Yoon won her first ever Fencing World Cup medal in October 2015, at the Orléans competition. She was joint bronze medalist with Ibtihaj Muhammad. At the 2016 Summer Olympics, she only participated in the team event but they failed to win a medal after losing to Ukraine at the first stage.

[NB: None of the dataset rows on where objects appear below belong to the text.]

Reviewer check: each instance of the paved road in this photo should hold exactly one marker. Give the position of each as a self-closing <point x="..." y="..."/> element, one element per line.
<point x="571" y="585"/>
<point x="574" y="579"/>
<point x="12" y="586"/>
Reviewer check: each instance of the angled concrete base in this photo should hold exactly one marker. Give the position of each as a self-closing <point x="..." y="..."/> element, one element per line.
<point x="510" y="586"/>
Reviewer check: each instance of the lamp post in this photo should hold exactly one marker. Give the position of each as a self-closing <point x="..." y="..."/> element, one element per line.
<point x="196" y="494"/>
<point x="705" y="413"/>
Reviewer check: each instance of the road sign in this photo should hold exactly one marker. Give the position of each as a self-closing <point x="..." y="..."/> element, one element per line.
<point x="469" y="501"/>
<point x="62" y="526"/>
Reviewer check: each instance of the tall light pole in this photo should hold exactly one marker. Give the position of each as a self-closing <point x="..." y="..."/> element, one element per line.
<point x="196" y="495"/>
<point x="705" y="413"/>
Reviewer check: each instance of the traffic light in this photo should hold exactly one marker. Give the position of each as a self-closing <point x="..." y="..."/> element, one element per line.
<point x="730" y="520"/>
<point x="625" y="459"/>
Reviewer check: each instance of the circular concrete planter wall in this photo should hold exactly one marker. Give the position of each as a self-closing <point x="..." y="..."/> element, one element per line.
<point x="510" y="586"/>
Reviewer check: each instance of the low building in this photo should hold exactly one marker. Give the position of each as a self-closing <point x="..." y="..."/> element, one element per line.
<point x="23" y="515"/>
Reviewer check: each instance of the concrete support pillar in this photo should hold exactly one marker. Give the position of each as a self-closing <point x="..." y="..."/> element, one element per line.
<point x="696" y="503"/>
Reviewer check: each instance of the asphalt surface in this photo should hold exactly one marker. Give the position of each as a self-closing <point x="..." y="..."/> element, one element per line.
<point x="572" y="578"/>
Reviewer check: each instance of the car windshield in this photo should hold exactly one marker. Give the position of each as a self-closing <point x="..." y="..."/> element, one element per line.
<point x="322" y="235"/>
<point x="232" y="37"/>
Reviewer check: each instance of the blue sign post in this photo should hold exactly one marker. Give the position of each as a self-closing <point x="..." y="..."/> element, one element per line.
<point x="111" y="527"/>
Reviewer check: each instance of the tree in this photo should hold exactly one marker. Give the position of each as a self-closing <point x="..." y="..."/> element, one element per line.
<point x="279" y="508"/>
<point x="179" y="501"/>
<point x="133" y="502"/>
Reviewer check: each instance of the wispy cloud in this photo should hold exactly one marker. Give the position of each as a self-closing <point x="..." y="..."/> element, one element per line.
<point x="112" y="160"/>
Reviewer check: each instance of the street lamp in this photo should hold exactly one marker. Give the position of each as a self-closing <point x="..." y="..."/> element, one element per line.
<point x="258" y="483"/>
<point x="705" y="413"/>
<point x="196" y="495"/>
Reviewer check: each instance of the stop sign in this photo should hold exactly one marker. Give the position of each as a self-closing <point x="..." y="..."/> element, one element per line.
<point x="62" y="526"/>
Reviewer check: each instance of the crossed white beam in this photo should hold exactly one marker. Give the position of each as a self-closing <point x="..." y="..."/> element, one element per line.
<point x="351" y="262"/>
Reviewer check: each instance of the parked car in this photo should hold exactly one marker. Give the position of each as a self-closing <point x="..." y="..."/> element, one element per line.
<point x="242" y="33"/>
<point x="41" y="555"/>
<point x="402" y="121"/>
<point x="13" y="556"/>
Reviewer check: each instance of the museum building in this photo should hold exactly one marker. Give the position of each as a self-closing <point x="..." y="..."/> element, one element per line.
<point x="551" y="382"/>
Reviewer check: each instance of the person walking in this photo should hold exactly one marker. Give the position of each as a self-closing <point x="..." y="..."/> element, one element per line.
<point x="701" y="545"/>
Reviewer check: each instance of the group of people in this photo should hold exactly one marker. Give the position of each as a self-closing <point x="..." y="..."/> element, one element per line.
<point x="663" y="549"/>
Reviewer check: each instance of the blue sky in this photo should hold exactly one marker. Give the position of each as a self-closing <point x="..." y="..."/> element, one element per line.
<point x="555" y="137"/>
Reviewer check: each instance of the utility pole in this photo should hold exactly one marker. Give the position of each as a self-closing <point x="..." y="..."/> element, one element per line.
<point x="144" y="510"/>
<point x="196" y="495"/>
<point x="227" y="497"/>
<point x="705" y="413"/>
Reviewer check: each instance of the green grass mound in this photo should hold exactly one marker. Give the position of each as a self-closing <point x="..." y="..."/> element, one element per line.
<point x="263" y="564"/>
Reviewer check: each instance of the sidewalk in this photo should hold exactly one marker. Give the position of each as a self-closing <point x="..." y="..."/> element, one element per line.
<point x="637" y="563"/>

She won her first World Championships medal when they won silver in the team event at the 2017 World Championships.

==Medal record==
===Olympic Games===

| Year | Location | Event | Position |
|---|---|---|---|
| 2021 | JPN Tokyo, Japan | Team Women's Sabre | 3rd |

===World Championship===

| Year | Location | Event | Position |
|---|---|---|---|
| 2017 | GER Leipzig, Germany | Team Women's Sabre | 2nd |
| 2018 | CHN Wuxi, China | Team Women's Sabre | 3rd |
| 2019 | HUN Budapest, Hungary | Team Women's Sabre | 3rd |

===Asian Championship===

| Year | Location | Event | Position |
|---|---|---|---|
| 2012 | JPN Wakayama, Japan | Individual Women's Sabre | 1st |
| 2012 | JPN Wakayama, Japan | Team Women's Sabre | 1st |
| 2013 | CHN Shanghai, China | Team Women's Sabre | 1st |
| 2014 | KOR Suwon, South Korea | Team Women's Sabre | 2nd |
| 2015 | Singapore Singapore | Team Women's Sabre | 1st |
| 2016 | CHN Wuxi, China | Individual Women's Sabre | 3rd |
| 2016 | CHN Wuxi, China | Team Women's Sabre | 2nd |
| 2017 | HKG Hong Kong, China | Team Women's Sabre | 2nd |
| 2018 | THA Bangkok, Thailand | Team Women's Sabre | 2nd |
| 2019 | JPN Tokyo, Japan | Individual Women's Sabre | 1st |
| 2019 | JPN Tokyo, Japan | Team Women's Sabre | 2nd |
| 2022 | KOR Seoul, South Korea | Team Women's Sabre | 1st |

===Grand Prix===

| Date | Location | Event | Position |
|---|---|---|---|
| 2021-11-12 | FRA Orléans, France | Individual Women's Sabre | 3rd |

===World Cup===

| Date | Location | Event | Position |
|---|---|---|---|
| 2015-10-30 | FRA Orléans, France | Individual Women's Sabre | 3rd |
| 2021-03-12 | HUN Budapest, Hungary | Individual Women's Sabre | 3rd |

==Personal life==
Yoon attended Dong-Eui University, one of the few universities with a fencing team, and was contemporaries with fellow sabre fencer Kim Jun-ho. She is enrolled as a graduate student at Kookmin University, studying sports psychology.